We have just been insulted by an intellectual... Your opinion?

Australia
June 5, 2007 12:08pm CST
Internet culture, often portrayed as the vanguard of progress, is actually a jungle peopled by intellectual yahoos and digital thieves, according to a Silicon Valley entrepreneur-turned-dissenter. His name... Andrew Keen, a 47-year-old Briton who founded dot-com era music startup Audiocafe. "Millions and millions of exuberant monkeys ... are creating an endless digital forest of mediocrity," Keen writes in a book. The title of his polemic, "The Cult of the Amateur: How Today's Internet is Killing our Culture," attacks what he calls the "cut and paste" ethic of Web users, who he says are robbing professionals of their livelihoods. The villains in Keen's narrative are a "pajama army" of mostly anonymous writers who spread gossip and scandal, "intellectual kleptomaniacs," who search Google to copy others' work and the "digital thieves" of media content in the post-Napster era. What Keen seem to forget is that the Internet was created for the people... Not for the entrepreneurs wishing to make a quick buck out of the people. Intellectual should stick to what they do best... and that is to come here and point out our spelling errors. lol What do you think?
4 responses
@Whisp1976 (488)
• United States
6 Jun 07
I agree with your perspective. I think Andrew Keene is an elitist and in addition his criticism sounds like a case of sour grapes. Why should layman not make an attempt to write and improve his/her skill as a writer just so snobs can continue feeling superior?
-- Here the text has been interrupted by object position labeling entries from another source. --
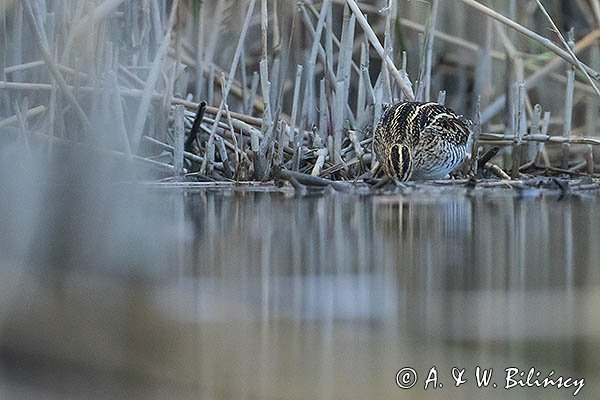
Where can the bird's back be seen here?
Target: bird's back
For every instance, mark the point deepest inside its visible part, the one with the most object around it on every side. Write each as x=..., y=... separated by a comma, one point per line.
x=413, y=138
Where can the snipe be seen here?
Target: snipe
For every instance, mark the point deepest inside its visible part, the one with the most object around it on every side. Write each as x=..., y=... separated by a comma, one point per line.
x=417, y=141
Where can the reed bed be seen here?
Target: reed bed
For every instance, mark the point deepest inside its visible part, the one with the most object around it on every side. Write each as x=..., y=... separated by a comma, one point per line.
x=262, y=90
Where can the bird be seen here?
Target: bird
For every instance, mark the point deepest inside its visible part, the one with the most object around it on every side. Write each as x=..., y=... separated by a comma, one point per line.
x=420, y=141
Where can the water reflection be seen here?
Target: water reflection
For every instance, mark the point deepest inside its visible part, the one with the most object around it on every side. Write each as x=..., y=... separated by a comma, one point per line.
x=259, y=295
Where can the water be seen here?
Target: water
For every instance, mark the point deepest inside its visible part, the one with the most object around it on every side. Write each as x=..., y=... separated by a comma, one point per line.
x=253, y=295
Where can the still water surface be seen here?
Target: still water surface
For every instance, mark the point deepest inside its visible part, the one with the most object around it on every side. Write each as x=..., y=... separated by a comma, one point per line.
x=228, y=294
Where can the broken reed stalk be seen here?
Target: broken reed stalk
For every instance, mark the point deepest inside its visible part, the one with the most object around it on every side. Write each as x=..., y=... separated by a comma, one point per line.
x=307, y=107
x=404, y=84
x=195, y=126
x=568, y=105
x=227, y=88
x=429, y=50
x=153, y=75
x=30, y=113
x=45, y=53
x=520, y=129
x=536, y=78
x=179, y=139
x=475, y=138
x=568, y=46
x=530, y=34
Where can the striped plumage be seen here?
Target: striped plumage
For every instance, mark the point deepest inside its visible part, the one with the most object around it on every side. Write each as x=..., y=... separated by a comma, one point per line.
x=420, y=140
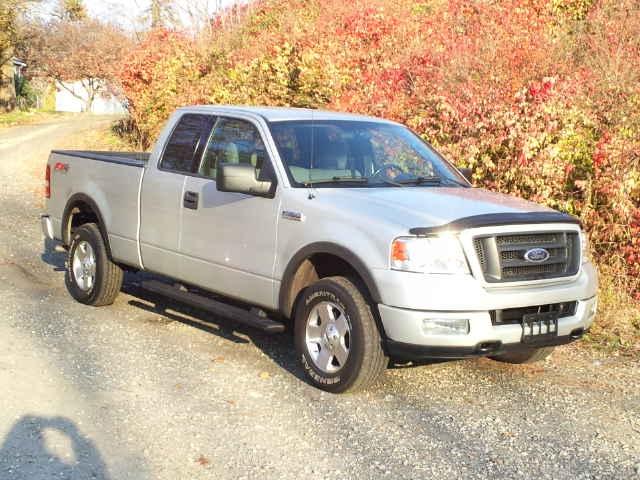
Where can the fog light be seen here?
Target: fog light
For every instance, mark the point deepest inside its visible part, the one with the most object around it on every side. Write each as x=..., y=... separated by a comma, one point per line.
x=445, y=326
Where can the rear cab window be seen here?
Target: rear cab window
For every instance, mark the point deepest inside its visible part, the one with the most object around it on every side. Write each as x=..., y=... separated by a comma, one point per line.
x=186, y=143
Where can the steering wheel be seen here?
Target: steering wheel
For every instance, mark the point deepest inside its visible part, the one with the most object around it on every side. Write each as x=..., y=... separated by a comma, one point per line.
x=385, y=166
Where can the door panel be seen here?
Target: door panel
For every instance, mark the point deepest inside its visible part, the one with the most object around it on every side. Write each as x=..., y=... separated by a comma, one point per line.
x=229, y=242
x=163, y=192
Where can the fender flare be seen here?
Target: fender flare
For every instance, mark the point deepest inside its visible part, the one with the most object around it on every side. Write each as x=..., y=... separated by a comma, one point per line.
x=332, y=249
x=73, y=201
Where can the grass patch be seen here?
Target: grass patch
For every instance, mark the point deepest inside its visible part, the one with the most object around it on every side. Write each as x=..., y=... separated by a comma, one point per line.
x=106, y=138
x=617, y=325
x=26, y=117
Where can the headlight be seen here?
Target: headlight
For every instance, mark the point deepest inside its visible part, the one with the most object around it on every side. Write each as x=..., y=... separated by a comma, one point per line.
x=585, y=254
x=437, y=254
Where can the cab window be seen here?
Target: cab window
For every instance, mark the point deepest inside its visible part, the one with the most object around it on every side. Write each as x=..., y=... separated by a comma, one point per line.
x=185, y=142
x=233, y=140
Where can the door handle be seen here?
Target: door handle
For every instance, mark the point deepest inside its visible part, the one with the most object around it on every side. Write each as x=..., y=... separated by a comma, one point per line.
x=190, y=200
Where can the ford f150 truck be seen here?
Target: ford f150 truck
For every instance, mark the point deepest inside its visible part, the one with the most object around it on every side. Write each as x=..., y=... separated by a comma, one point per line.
x=351, y=229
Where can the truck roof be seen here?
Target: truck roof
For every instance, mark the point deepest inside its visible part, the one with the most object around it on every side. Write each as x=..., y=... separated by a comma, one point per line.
x=281, y=114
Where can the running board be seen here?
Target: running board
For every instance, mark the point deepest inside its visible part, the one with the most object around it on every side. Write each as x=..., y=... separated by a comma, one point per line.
x=232, y=312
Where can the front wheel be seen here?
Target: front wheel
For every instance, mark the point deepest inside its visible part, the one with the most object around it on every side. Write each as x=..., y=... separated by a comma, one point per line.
x=337, y=338
x=91, y=277
x=529, y=355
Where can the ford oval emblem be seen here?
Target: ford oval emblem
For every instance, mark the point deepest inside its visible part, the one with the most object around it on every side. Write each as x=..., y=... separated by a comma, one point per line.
x=536, y=255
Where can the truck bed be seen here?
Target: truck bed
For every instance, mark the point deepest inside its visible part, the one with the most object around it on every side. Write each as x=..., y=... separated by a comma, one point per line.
x=134, y=159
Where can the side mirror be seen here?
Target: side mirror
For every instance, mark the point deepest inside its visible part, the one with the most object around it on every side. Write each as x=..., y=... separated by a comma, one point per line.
x=241, y=178
x=467, y=173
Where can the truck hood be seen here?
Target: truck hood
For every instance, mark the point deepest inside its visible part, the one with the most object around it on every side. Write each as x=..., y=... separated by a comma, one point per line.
x=424, y=206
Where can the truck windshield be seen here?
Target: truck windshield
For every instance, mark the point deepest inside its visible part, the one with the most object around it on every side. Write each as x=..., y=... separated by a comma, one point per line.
x=348, y=154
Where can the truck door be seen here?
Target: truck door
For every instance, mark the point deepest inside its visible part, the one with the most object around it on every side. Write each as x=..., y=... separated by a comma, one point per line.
x=228, y=240
x=162, y=193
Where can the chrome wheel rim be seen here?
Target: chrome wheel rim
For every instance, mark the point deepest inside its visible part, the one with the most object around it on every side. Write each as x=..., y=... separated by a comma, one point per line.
x=328, y=337
x=84, y=266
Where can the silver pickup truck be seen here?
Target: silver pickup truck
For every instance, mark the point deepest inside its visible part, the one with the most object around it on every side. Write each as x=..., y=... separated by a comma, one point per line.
x=350, y=229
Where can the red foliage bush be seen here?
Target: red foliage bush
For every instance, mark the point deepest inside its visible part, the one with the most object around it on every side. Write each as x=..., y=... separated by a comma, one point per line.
x=540, y=98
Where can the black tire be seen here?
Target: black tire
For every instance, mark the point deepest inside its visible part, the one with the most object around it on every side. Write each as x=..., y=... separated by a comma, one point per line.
x=366, y=360
x=108, y=275
x=529, y=355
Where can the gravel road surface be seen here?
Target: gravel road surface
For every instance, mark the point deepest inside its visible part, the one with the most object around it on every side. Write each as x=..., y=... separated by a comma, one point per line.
x=150, y=389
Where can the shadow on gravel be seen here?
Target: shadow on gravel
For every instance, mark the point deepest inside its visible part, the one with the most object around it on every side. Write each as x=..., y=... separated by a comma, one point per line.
x=42, y=448
x=51, y=255
x=280, y=347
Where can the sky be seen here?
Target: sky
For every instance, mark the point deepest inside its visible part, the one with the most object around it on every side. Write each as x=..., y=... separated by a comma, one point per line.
x=133, y=14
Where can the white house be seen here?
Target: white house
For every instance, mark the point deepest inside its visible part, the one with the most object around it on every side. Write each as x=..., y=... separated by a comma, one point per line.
x=72, y=96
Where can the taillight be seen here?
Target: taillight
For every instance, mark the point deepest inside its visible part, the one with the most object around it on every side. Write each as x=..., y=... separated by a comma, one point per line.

Keene seems to feel insecure about the closing gap between the so called intellectuals and the "masses". Everybody has the right to atempt to better themselves.
@TDonald (1421)
• United States
6 Jun 07
Geez, I wander hows many of them their fancy books that guy is gonna sell to all us innernet buffoons. If you notice on Andy's site there is a blog post of his titled "Blogs are Boring". For an excellent example of what he is talking about, see his blog.
@friendship (2084)
• Canada
6 Jun 07
Yes. But I think the people also want to have convenience things, right? That's why an entrepreneur has found the feature of copy and paste. It is for the sake of giving more convenience to customers and they like such feature. With regard to spreading gossip and scandal, most people also like to do it. For them, it is like adding more spicy in their life...LOL I think every technology may have a capability to be misused. When Albert Einstein invented atomic power, he would not have thought that his invention could create a terrible thing. But at the same time, such technology's disadvantage could also be a good fortune to others. Now, there are software used to protect customers from Internet viruses, thieves of "copy and paste".
@brian_s (570)
• United States
5 Jun 07
I agree with you. It seems to me that I shouldn't feel so bad for the professionals. They are making more money than I am anyway, even if I am cutting into their business a bit. I think that it should only serve to motivate them to push forward and find new ways. When photography was invented the good painters, the true professionals, didn't say "Oh no, now these amateurs can make likenesses of people, so they will ruin our business." Instead they were able to show the uniqueness of their media. And some were able to push art forward, to explore new ways of expression. So isn't it about time for the "Professionals" to start doing what the painters did after the advent of the camera? There will always be mediocrity. It is far too often there in the "professional" work. They need to stop living in the past, and think about new ways to move forward.